Pauillac Reserve de la Comtesse de Lalande 2005 Chateau Pichon-Longueville Bordeaux non è poi così lontana, o sì. Inutile nascondere che la crisi economica mondiale ha dato un bel colpo di assestamento al mercato dei Premier cru di Bordeaux, ed ecco che si affacciano con sempre maggiore crescita qualitativa ottime opportunità di investimento sui secondi e terzi vini di alcuni chateaux girondini: la reserve de la Comtesse de Lalande 2005 pare essere una di queste, tenete presente che certi secondi vini dei millesimi 2005 e 2006, in particolare il Carruades de Lafite-Rothschild o Les Forts de Latour sono praticamente apparsi come meteore sul mercato poichè andati letteralmente a ruba. L’eccezionale bontà dell’annata 2005 a Bordeaux ha fatto il resto. E’ composto dal 45% Cabernet Sauvignon, 35% Merlot, 12% Cabernet Franc e 8% Petit Verdot: un vino molto immediato, con note olfattive adirittura quasi vinose prima di divenire vegetali e fruttate intense e persistenti, sentore di peperone rosso e mirtillo, poi note balsamiche e tostate. In bocca è persuasivo, avvenente, asciutto e profondo. Finale di bocca caldo, appena al di sopra della soglia della perfezione la nota alcolica percepita, un ottimo bordolese. 
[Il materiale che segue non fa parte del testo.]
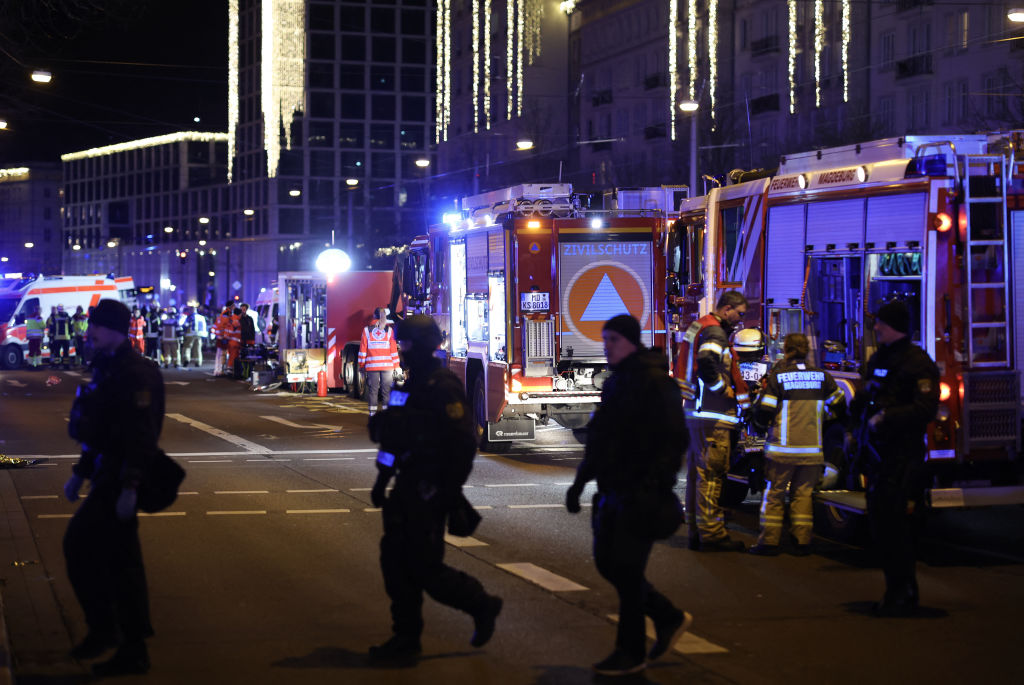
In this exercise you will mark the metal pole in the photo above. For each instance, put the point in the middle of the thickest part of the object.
(693, 154)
Sauternes 2001 Chateau d’Arche Non certo il vino per cui morire, nel senso che è certamente un buon Sauternes ma è altrettanto certo che dista anni luce da certi “conterranei” nettari della più affascinante appellations girondina. Prodotto da uve semillon, sauvignon e muscadelle offre una trama cromatica molto bella, oro splendente. Offre un bel ventaglio olfattivo giocato tutto su note di frutti candidi e piacevoli nuances mielose, in bocca è dolce seppur manifesti una discreta acidità, qualità che l’aiuta non poco a non affogare nella stucchevolezza ad ogni sorso sempre latente.
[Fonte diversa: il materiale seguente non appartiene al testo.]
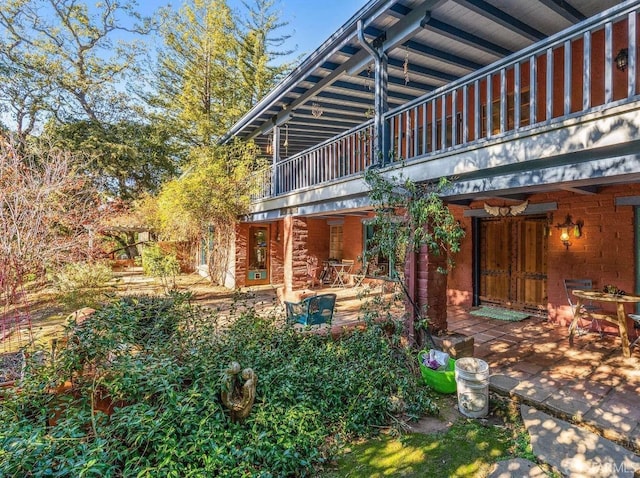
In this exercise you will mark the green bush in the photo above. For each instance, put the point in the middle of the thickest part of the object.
(162, 360)
(160, 264)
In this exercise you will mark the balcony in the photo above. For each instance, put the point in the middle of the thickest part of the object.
(532, 110)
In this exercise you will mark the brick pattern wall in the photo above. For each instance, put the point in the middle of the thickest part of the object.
(429, 287)
(605, 253)
(276, 253)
Conclusione: E’ stata senza ombra di dubbio una gran bella esperienza soprattutto gustolfattiva, full immersion proposta con elegante fermezza e maestria dai nostri educatori nonchè molto sentita dallo staff tutto che così ha avuto opportunità di respirare a pieni polmoni di un po’ di terra d’oltralpe di prim’ordine.
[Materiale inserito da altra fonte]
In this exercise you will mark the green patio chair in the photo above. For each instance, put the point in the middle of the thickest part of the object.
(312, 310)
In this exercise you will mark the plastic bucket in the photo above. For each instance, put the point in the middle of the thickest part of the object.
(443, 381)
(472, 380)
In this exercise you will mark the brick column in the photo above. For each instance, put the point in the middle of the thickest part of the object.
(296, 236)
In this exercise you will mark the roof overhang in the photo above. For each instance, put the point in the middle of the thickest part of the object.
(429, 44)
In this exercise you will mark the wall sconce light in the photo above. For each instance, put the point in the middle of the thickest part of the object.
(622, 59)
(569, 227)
Adesso però mi (ci) sta frullando per la testa un’altra idea, più ambiziosa e dedicata a tutti i colleghi professionisti della regione, ma questa potrà prendere forma e sostanza solo a fine stagione, a bocce tranquille; per adesso schiena dritta, mento alto e, come si dice “non perdiamoci in dislin gui sconsi e… andèm a laurà!”